Inbound Elements is a small technology company specializing in the design and development of premium HubSpot templates, themes, and modules aimed at helping businesses and agencies scale their marketing efforts using HubSpot CMS. The company positions itself as a provider of high-quality, easy-to-use, and customizable HubSpot design assets, supported by a team of HubSpot certified experts. The website is professionally designed with excellent content quality and clear navigation, targeting HubSpot users seeking premium marketing templates and themes. Technically, the site is built on WordPress with Elementor and integrates multiple marketing and analytics tools such as Google Analytics, Facebook Pixel, Twitter Conversion Tracking, and LinkedIn Insight Tag. However, the site suffers from critical security shortcomings, including the absence of a valid SSL certificate, lack of HTTPS enforcement, and missing security headers, which significantly reduce its security posture. Privacy compliance is also weak, with no visible privacy or cookie policies, which may expose the company to regulatory risks. Overall, while the business model and content quality are strong, the technical and security deficiencies present notable risks that should be addressed promptly.

L

lemlist

lemlist.com

58

lemlist is a technology company providing a comprehensive AI-powered sales engagement platform designed to automate multichannel outreach including email, LinkedIn, and calls. The platform offers a large lead database, advanced personalization, and integrated tools to streamline sales prospecting and improve reply rates. It is positioned as a key player in the sales automation market, serving over 20,000 sales teams with a strong reputation and high user ratings.
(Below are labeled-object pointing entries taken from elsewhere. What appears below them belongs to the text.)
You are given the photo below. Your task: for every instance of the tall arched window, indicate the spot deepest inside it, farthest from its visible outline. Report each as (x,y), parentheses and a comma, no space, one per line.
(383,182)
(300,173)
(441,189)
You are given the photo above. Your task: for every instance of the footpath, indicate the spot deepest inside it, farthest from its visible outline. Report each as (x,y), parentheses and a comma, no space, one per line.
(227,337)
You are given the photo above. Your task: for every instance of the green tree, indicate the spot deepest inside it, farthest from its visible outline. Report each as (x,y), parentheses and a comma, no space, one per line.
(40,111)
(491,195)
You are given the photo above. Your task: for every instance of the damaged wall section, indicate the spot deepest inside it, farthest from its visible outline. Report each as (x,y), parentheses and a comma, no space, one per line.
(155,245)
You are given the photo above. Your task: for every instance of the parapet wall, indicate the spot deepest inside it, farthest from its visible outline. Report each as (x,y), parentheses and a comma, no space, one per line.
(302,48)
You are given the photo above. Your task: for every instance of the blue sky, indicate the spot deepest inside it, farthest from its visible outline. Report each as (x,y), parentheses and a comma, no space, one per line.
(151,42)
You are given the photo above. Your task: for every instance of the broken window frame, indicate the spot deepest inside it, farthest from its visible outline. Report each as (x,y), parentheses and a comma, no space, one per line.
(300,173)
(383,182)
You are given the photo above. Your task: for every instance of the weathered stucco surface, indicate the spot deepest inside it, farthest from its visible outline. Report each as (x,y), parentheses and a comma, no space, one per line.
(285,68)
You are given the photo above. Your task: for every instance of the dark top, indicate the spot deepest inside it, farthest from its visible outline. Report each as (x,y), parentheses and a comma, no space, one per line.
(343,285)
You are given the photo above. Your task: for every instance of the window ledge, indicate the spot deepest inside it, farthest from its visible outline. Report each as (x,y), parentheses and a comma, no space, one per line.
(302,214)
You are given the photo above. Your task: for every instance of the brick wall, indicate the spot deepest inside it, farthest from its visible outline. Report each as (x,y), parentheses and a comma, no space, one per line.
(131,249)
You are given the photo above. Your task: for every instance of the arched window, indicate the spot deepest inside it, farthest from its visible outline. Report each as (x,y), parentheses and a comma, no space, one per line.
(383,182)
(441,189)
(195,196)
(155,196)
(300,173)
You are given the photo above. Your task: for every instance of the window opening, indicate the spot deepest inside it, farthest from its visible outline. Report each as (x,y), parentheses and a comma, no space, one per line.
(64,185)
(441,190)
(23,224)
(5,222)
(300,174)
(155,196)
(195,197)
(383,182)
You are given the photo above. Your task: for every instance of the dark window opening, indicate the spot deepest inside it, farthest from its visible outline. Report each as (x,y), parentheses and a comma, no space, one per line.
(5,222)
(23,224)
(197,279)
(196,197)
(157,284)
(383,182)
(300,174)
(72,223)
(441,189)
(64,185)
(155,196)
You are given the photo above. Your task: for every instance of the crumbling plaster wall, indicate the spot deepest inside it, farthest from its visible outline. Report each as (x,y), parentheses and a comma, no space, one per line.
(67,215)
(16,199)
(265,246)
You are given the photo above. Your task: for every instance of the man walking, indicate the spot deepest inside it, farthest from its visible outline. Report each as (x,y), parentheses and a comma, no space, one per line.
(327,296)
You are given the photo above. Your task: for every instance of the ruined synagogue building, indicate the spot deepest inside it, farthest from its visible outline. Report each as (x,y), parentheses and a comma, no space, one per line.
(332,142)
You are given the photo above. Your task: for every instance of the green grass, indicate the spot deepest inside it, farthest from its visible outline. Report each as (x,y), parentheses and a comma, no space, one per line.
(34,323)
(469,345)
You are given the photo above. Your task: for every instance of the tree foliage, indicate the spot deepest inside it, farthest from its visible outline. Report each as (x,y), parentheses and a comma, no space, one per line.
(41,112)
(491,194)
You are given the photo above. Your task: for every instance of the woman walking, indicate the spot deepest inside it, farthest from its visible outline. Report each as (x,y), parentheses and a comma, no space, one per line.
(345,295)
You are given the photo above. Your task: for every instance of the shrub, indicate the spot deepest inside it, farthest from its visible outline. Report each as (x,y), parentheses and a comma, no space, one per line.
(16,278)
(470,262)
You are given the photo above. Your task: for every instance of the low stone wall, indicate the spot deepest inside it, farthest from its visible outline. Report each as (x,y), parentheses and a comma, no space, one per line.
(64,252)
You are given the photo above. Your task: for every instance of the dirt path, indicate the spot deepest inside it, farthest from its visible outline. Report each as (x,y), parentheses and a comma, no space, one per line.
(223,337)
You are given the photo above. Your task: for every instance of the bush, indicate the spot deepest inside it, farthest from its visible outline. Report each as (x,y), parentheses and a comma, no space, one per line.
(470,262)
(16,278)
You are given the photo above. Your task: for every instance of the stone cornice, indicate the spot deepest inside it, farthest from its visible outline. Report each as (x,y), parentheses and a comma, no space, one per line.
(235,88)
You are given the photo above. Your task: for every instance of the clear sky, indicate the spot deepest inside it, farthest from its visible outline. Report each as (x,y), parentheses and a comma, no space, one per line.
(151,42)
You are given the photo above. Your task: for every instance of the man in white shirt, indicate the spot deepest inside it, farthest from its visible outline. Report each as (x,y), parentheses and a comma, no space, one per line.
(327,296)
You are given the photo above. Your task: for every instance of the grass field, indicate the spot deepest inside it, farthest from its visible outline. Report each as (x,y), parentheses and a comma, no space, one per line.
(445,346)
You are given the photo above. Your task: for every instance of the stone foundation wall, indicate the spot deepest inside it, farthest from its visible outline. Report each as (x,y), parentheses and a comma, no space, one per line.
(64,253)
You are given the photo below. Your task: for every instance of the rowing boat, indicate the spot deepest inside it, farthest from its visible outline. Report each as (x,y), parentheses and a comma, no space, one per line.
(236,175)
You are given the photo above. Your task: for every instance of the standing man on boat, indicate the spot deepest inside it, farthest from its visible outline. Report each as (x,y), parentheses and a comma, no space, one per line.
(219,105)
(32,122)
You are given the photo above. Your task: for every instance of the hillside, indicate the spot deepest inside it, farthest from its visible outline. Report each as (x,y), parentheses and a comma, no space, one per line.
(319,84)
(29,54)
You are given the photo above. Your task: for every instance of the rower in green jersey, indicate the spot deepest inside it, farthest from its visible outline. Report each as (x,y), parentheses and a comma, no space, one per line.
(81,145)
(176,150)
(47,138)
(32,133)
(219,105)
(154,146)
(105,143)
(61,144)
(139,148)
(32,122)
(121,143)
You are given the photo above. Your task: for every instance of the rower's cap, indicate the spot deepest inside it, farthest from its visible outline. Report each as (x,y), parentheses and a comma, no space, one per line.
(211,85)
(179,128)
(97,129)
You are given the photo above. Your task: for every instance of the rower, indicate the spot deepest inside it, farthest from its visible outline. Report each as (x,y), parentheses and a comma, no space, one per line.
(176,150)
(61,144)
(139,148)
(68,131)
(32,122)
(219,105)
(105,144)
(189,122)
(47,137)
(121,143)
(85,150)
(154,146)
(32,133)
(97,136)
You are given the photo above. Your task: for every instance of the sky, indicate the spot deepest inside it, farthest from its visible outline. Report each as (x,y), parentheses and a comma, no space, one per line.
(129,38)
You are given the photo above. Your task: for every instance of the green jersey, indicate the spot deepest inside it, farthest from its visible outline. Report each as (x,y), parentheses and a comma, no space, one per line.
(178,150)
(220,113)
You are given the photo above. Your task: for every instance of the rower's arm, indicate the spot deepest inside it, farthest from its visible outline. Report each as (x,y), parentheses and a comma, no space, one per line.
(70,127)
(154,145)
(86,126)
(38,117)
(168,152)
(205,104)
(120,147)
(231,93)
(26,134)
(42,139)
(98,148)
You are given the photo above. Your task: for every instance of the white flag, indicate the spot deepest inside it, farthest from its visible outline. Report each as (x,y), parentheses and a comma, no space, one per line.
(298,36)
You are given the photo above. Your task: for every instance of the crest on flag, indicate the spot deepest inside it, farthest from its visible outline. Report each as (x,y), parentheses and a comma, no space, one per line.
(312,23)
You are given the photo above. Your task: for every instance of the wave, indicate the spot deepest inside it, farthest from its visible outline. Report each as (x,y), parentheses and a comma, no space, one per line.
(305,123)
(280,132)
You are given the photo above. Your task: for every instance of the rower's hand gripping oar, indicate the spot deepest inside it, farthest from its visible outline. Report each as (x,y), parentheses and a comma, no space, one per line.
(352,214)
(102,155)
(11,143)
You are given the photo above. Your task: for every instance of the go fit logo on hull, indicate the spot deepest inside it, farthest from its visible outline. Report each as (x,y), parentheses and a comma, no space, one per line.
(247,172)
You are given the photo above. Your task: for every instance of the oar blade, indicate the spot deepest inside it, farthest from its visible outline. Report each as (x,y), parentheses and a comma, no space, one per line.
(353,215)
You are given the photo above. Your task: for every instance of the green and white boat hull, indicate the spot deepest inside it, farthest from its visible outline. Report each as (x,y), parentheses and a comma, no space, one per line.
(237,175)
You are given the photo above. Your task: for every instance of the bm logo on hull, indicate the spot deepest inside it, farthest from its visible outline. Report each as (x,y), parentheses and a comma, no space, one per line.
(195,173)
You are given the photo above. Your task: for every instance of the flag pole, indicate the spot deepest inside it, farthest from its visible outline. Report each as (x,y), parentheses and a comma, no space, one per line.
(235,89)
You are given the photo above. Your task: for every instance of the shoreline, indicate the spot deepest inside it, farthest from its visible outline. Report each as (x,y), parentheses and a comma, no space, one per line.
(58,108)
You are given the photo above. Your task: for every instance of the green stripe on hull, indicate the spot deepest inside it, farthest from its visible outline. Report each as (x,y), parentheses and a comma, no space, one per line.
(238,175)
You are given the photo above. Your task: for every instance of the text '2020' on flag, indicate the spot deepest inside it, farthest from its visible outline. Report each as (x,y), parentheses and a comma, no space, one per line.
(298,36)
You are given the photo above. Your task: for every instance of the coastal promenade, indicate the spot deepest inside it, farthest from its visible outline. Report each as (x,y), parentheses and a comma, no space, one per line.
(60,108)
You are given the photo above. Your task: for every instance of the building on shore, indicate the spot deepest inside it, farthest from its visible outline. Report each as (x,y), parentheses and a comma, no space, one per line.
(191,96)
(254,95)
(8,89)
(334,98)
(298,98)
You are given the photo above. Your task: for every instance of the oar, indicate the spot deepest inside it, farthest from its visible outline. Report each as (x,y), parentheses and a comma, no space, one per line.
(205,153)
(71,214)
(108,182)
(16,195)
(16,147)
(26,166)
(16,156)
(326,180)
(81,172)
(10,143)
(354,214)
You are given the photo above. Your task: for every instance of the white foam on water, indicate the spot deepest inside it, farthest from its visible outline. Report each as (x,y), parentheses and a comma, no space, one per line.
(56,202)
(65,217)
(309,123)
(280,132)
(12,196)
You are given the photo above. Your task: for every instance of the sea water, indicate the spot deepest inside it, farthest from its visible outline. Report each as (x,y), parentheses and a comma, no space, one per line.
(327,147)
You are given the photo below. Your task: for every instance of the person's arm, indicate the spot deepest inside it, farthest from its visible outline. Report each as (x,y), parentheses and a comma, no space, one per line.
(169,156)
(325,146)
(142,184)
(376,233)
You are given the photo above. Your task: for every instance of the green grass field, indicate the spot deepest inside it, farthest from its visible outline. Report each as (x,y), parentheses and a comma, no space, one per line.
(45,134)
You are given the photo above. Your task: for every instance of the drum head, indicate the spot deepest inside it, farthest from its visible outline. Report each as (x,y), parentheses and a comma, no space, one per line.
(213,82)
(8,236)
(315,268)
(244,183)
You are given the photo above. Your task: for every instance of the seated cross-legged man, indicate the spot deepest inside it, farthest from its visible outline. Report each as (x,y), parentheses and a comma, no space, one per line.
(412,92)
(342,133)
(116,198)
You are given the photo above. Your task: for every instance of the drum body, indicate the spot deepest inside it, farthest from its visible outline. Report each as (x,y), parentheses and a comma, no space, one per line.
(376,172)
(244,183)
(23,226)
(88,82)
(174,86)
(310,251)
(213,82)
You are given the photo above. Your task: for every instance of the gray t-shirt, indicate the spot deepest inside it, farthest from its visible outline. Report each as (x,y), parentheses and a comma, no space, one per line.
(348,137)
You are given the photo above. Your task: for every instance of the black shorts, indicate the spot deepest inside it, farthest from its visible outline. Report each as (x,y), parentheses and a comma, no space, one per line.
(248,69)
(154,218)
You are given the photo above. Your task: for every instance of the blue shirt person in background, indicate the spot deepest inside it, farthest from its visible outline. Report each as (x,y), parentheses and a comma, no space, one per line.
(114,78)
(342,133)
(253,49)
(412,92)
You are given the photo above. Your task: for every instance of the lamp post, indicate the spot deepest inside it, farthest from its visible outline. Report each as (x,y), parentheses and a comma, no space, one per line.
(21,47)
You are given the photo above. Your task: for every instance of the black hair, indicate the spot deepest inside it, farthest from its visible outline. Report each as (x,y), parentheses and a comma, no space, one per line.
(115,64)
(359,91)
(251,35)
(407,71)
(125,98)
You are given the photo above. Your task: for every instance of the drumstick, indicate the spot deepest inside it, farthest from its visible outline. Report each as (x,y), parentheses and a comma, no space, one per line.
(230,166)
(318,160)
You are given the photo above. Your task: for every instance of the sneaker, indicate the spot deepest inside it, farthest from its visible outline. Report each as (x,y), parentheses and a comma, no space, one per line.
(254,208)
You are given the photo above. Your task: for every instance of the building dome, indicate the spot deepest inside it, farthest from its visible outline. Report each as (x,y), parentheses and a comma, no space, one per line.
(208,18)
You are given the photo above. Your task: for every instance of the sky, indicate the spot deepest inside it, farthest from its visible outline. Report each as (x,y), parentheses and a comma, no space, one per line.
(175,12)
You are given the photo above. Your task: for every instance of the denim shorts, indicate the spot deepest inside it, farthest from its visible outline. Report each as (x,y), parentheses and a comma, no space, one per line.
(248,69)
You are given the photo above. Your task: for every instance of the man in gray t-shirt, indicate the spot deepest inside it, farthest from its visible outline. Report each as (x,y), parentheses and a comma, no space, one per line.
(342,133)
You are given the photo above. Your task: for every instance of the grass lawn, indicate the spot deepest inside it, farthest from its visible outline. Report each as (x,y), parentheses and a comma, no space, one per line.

Technically, the website is built on Webflow and leverages modern analytics and marketing technologies, but suffers from critical SSL/TLS misconfigurations that undermine security. Privacy compliance is well addressed with clear policies and consent mechanisms. Overall, the business demonstrates strong digital maturity and market presence but must urgently address its SSL and email security posture to maintain trust and compliance.

R

Railsware Products Studio LLC

mailtrap.live

68

Mailtrap.io, owned by Railsware Products Studio LLC, is a mature technology company specializing in email testing and delivery services. It serves a large global audience of developers, QA engineers, and managers with key offerings including Fake SMTP, API, SMTP Relay, and Email API. The company holds registered trademarks in major jurisdictions and maintains a strong market presence with over 900,000 users. Technically, the website is hosted behind Cloudflare, uses modern TLS protocols, and integrates popular analytics and customer support tools. Security posture is good with HTTPS enforced and SPF configured, though improvements such as DMARC, HSTS, and DNSSEC are recommended. Privacy compliance is supported by a comprehensive privacy policy and terms of service, but cookie consent mechanisms are not evident. Overall, the site is professional, trustworthy, and well-structured, with clear contact and business information.